Lab 4: HTTP and Forms Processing

20 points

In this lab you will learn about the HTTP protocol including request and response headers, response codes, and methods. You'll get a close-up view of forms processing using GET and POST methods. You'll view HTTP logfiles and identify the elements. You'll better understand cookies. And, while you're at it, you'll get a little practice with Chrome developer tools.

The task for this lab is to answer a series of questions. You can do that by filling out and turning in the sheet of questions I hand out in the lab or on a separate sheet of paper.

Tasks

    Open Chrome and open the developer tools window. Open the schedule page for this class.
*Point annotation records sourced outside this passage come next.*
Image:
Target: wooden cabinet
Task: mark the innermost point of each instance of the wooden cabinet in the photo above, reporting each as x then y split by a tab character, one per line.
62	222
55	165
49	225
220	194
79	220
Click on the Elements tab. As you mouse over the HTML source, you'll see the corresponding parts of the page highlighted.

  1. What are the name and ID of the element that has the menu bar on the left side (or across the top, if the page is narrow)?
  2. Find the td for Wednesday of week 1. Add "hol" to its classes. What happens to its appearance?
  3. Find table#schedule in the list of styles on the right. For the table#schedule .sep selector, change the background color to #FFFF00. What happens to the appearance of the table? Is it an improvement?
  4. Open cs.calvin.edu page. Click the Network tab and control-reload the cs.calvin.edu page.

  5. How many total documents were downloaded (total hits)? How many scripts? Images? Stylesheets? Documents? What other types were there? How much total data?
  6. What are the different response codes you see and what do they mean?
  7. How long did the page take to load? What do you think accounted for the delays?
  8. Sometimes one file causes another file to be loaded, which causes another file to be loaded. What's the longest chain you can find?
  9. Now click on the "cs.calvin.edu" hit to expand it. Click on the Headers tab, and then click on "View source" beside Request Headers.

  10. What is the first line of the request headers?
  11. What host name was the request sent to?
  12. Were any cookies sent back to the server? What were their names?
  13. Now look at the response headers. Click on "view source" to see them in the original form.

  14. What version of what web server is running on cs.calvin.edu?
  15. What was the value of the Content-Type response header?
  16. Write the first three lines that the browser sent to the server, followed by the first three lines that the server sent back to the browser, here:
  17. Having to download so many files and so much data causes the page to load more slowly. Can you think of ways to make this page load more quickly?

  18. Name some approaches that could be tried to speed pageload times.
  19. Now open this Forms GET example in another tab. Enter a name and click "Submit Query".

  20. What happens to the Web page? To the URL of the Web page?
  21. View the source of the Web page. You can see the name you entered in the HTML. How did that get there? The answer is that there is a line of PHP in the Web page that you can't see. The line looks like this:

    <h2>Hello <?php echo $_GET["name"] ?></h2>

    The funky middle part, <?php echo $_GET["name"] ?>, is PHP code, which is interpreted by the server. We'll study PHP later, so for now, take it on faith that that line returns the value of the name variable in the URL. In fact,

  22. What happens when you change the value of the name variable in the URL?
  23. Still on the Forms Example page, in Chrome's developer console, view the request header source.

  24. What's the first line of the request source?
  25. Now open this Forms POST example Forms POST example in another tab. Enter a name and click "submit".

  26. How do the request headers of this request differ?
  27. Click "view source" beside Form Data to see the raw content of the request sent to the server.

  28. What is the content of the POST request?

Apache log files

    Apache's logfiles are in /var/log/apache2. Log into your VM if you haven't already, cd into that directory, look at the files. Logfiles are "rotated" every so often, i.e. the old one is compressed and a new one is created. The active logfile is access.log, and if it is rotated in a week, it will be changed to access.log.1, access.log.1 will be compressed and renamed as access.log.2.gz, etc.

  1. How often is your server configured to rotate logfiles? Hint: ls -l might give you a clue.
  2. Uncompress the largest logfile you see with a command such as gzip -d access.log.2.gz if it is compressed and view the contents of the file. What are the first seven items in each line? (You may have to google "apache common logfile format" to figure out what they are.)
  3. Find a request that resulted in a "File not found" (response code 404). What file was requested?
  4. Has a crawler or spider found your site? Which one?
  5. Look in the error log. What caused the most recent server error?

Turn In

Turn in your written answers on the sheet provided or submit them via email.